Rosé wines have long been misunderstood and it’s time to give them their due. The best examples can hold their own very well and need no apology. In Provence, for example, grapes intended for rosé will only make rosé and great care is taken in their making. Rosalyne Gavoty of Domaine Gavoty an inland estate in Provence states categorically that rosé is not a dustbin for red wines. It is a wine in its own right. Tasting wines from Provence at the French Embassy in New Delhi.
The Economic Department of the French Embassy in India recently accompanied a delegation of wine producers from the region of Provence in the South of France and conducted Wine Tastings to introduce three world-class wine producers: They were:
Domaine de Nalys (Ms Isabelle OGIER)
Château des Chaberts (Ms Betty Anne CUNDALL)
Chateau de Saint-Cosme (Ms Joëlle Marty Javelle)

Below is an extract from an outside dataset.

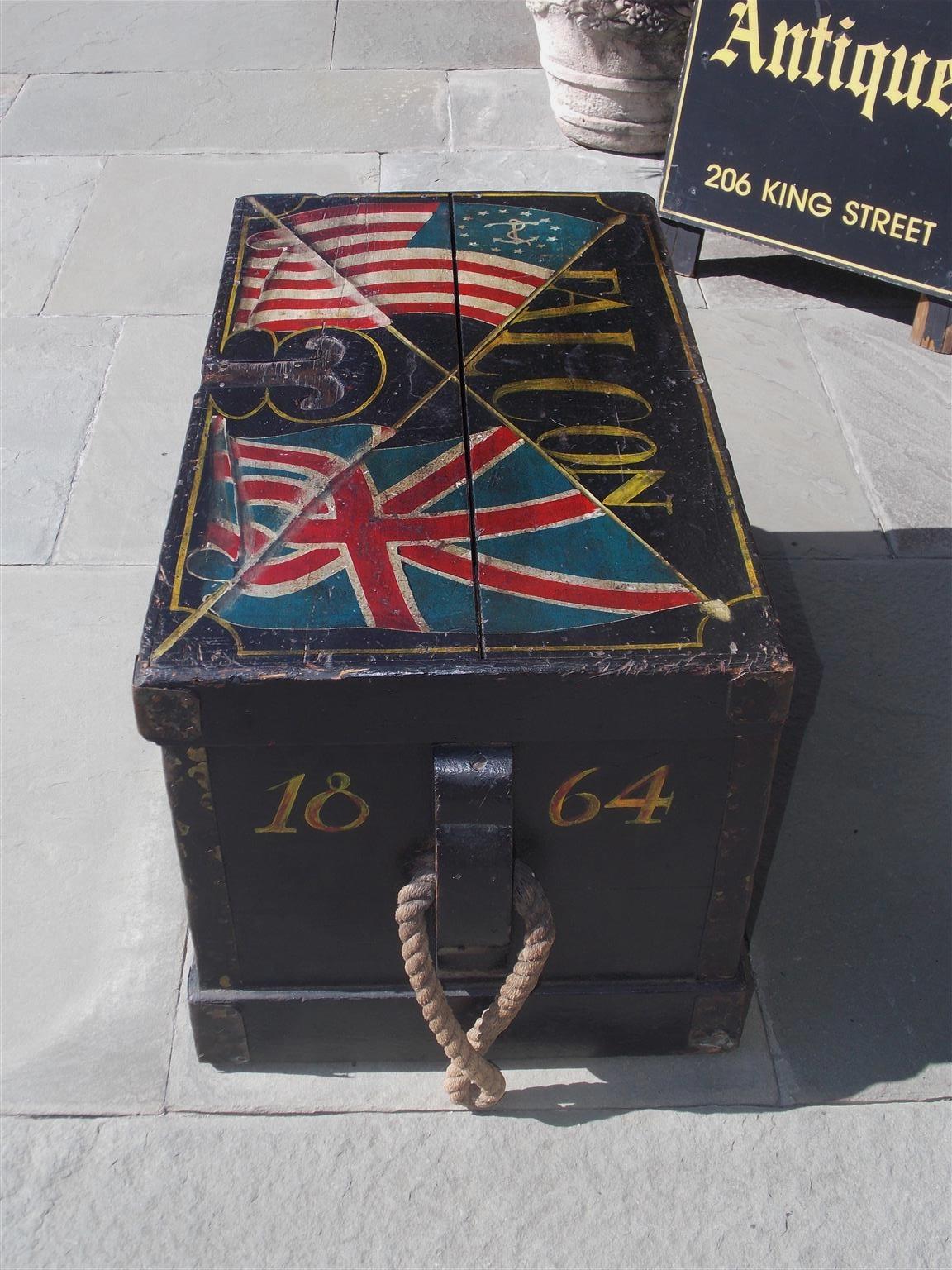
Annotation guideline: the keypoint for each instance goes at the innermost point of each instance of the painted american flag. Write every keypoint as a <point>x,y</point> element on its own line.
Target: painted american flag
<point>319,530</point>
<point>359,265</point>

I learned recently that a research centre has been set up in Provence specifically for rosés run by Nathalie Pouzalgues. Read more about the rosy wines of Provence in an article by Rosemary George MW in the next issue of SI, March/April 2009. (On the stands in the first week of March).
India produces pink wines, too, but they are by no means at the top of the totem pole. Still, our rosy wines are eminently suitable for the Valentine season and easily available. Try one from your favourite producer – Grover’s Shiraz rosé, Indage Vintners Chantilli rosé made from white zinfandel grapes or Sula’s Blush Zinfandel, not forgetting Nine Hills’ Shiraz rosé and Bouvet’s bright cherry, semi-dry sparkler, Rubis Demi-Sec. Zampa’s rosé recently introduced to members of Delhi’s Wine Society at a Wine Dinner at the Shangri La Hotel, was much appreciated as an apéritif.